Et les livres redeviennent arbres…
« Je pratique le faire depuis l'enfance. Un cheminement manuel qui m'a progressivement préparée à l'acte créatif et transgressif que j’exerce aujourd'hui : l'embaumement des livres abandonnés. Oints de verre liquide, poudrés de silice, fardés d'oxydes naturels, lentement, je les apprête. Un rituel funéraire qui commence par la lecture d'une page de chaque ouvrage, la pose des onguents et qui se poursuit par sa crémation, le parement éventuel d'or ou de cuivre et son scellement dans un cadre.
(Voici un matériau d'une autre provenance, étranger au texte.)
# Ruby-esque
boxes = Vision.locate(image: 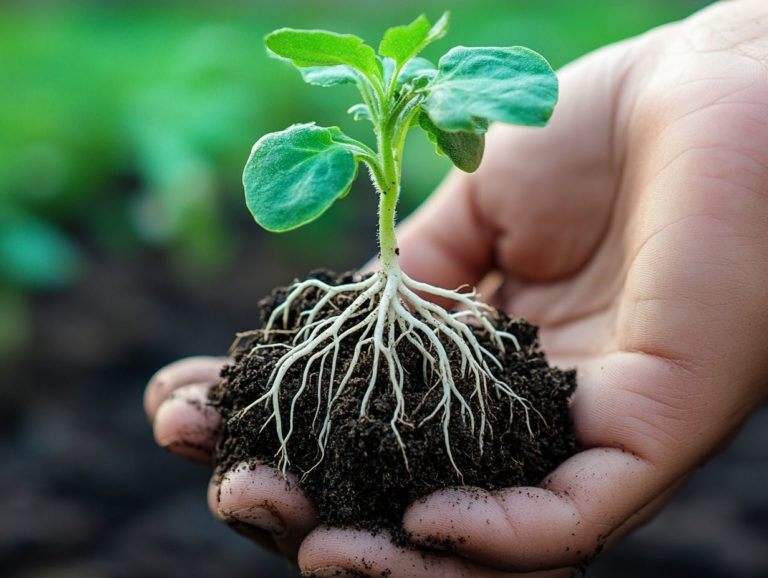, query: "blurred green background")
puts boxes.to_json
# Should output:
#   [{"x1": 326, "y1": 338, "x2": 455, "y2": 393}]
[
  {"x1": 0, "y1": 0, "x2": 706, "y2": 359},
  {"x1": 9, "y1": 0, "x2": 768, "y2": 578}
]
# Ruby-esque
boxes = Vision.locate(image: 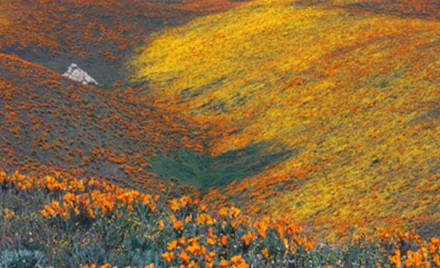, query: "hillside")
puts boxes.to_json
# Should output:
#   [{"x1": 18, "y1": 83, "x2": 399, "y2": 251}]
[
  {"x1": 130, "y1": 0, "x2": 440, "y2": 238},
  {"x1": 0, "y1": 0, "x2": 246, "y2": 87},
  {"x1": 0, "y1": 54, "x2": 211, "y2": 191}
]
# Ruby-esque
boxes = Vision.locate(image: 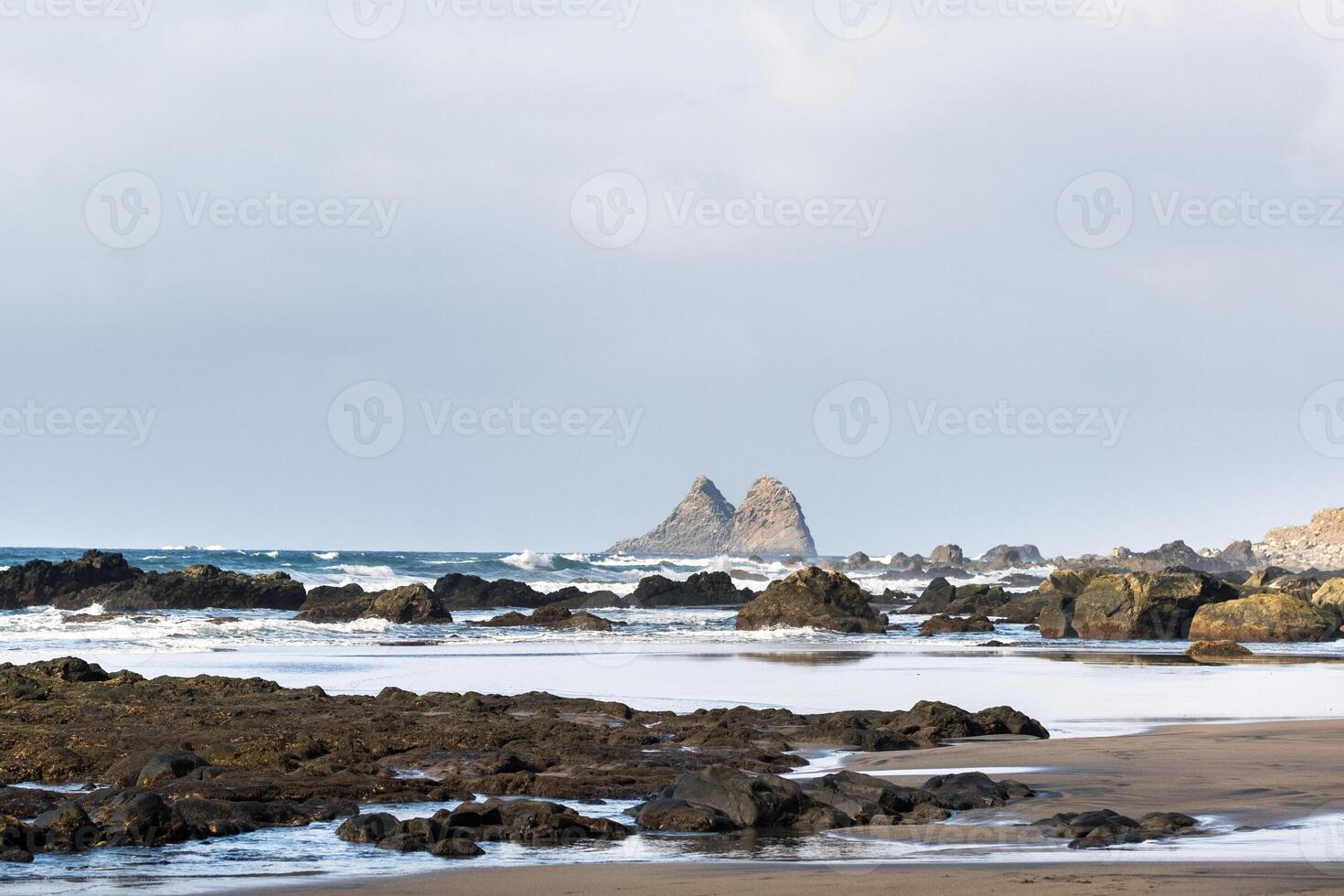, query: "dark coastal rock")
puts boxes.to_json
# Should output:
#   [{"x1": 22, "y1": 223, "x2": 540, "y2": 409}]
[
  {"x1": 472, "y1": 604, "x2": 625, "y2": 632},
  {"x1": 1035, "y1": 808, "x2": 1199, "y2": 849},
  {"x1": 294, "y1": 583, "x2": 453, "y2": 624},
  {"x1": 1189, "y1": 593, "x2": 1340, "y2": 644},
  {"x1": 1186, "y1": 641, "x2": 1254, "y2": 662},
  {"x1": 1059, "y1": 572, "x2": 1238, "y2": 641},
  {"x1": 630, "y1": 572, "x2": 754, "y2": 610},
  {"x1": 919, "y1": 615, "x2": 995, "y2": 638},
  {"x1": 737, "y1": 567, "x2": 887, "y2": 634},
  {"x1": 909, "y1": 578, "x2": 1008, "y2": 615},
  {"x1": 0, "y1": 550, "x2": 305, "y2": 613},
  {"x1": 434, "y1": 572, "x2": 554, "y2": 610}
]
Faire passer l'épreuve du feu à des ouvrages abandonnés était une gageure symbolique ! C'était sans compter sur son impertinence ! Car le fruit de l'accouplement improbable de ces ennemis ancestraux ressemble étrangement à de l'écorce. Est-ce l'expression de leur désir profond de retourner à la forêt originelle, le paradis perdu ? Mon travail prend la forme d'une archéologie du futur, qui soulève autant la question de l'illusion des choses que celle de notre consommation effrénée... De la consommation à la consumation, il n'y avait qu'un pas... Un petit tour de magie qui a engagé le feu à offrir aux livres ce que, par ailleurs, il vole aux arbres : l'apaisement de la forêt. »

La nuit de cristal
Livre creusé au doigt, vitrifié, brûlé, enluminé de feuille d'or et verni
(Journal Officiel 1938. Chambre de débats Parlementaires)
50 x 50 cm, 2017
Bio
Après s’être confrontée, en autodidacte, à la peinture, au décor et à d’autres formes d’expression, Mathilde Poulanges, qui vit et travaille sur le plateau du Larzac, a jeté son dévolu sur le papier. En explorant des techniques diverses comme le collage, l’origami ou le kirigami elle s’est intéressée au livre autrement. Aujourd’hui elle se définit comme embaumeuse de livres.